Striving for suggestion

“A homeschooled pimp who argues with bins…”

I refuse to feign interest in a Rolling Stone article, but this tweet from Phil Purser-Hallard – and they’re all tweets, as even the dank one himself knows – is as dull as the story it objects to. To watch The Sopranos as “macho gangster pulp” is to admit you watched it in the most boring way possible, and worse, that you’re proud of it.

If Thelma Schoonmaker‘s contribution to Martin Scorcese’s filmography has been overlooked in the discourse around whether his values are inferior to those of The Carphone Warehouse Disney, Sheila Jaffe and Georgina Walken’s influence on The Sopranos should be harder to miss. The show’s brilliance is determined by the way its casting marries the traditionally macho (veterans of the mob movie canon, actors who lived the life) with the artsy and effete (alumni of Hal Hartley movies, Coen Bros films, and the stage).

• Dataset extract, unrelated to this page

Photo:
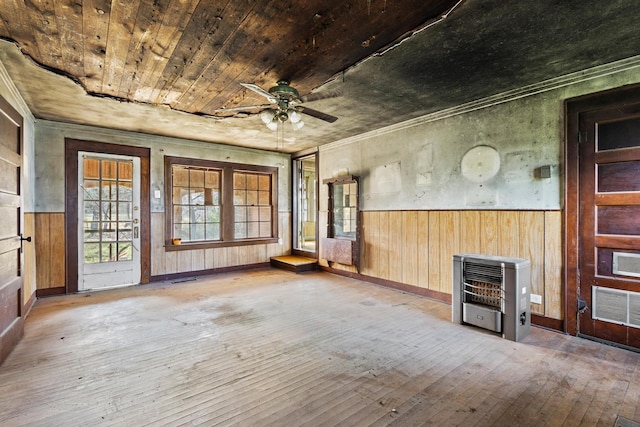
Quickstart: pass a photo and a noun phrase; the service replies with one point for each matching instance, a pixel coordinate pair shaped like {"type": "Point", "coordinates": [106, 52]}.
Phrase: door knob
{"type": "Point", "coordinates": [22, 239]}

The fact that at least some of these actors existed in both worlds is one of the canniest observations the show makes from its first episode onward.

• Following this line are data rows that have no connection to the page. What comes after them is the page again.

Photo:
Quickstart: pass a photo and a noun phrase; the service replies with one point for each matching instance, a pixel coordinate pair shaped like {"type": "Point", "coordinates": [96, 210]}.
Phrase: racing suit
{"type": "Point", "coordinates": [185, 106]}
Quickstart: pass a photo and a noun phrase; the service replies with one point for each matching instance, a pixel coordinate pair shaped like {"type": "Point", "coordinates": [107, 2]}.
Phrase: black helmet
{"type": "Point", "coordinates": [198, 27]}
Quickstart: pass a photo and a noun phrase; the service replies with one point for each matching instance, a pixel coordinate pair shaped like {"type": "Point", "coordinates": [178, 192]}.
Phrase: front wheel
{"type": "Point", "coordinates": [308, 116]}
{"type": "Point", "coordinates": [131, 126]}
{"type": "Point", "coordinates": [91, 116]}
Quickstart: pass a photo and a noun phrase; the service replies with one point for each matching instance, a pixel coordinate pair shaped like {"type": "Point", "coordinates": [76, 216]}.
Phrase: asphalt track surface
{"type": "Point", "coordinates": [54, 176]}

To dismiss the efforts of Edie Falco, Michael Imperioli, Lorraine Braco, Jamie-Lynn Sigler, Steve Buscemi, Nancy Marchand, Drea de Matteo, Aida Turturro, and – yes – James Gandolfini as mere machismo is real baby brain stuff. Perhaps it’s excusable if you didn’t follow what was going on because you were busy hand-crafting clown shoes out of some contrary opinions you bought in 1999. It’s possible that if you watched the show that way, this is all you would see:

It’s all you’d deserve, really. As for the rest of us, well, we’re still busy pondering matters that transcend such dull binaries.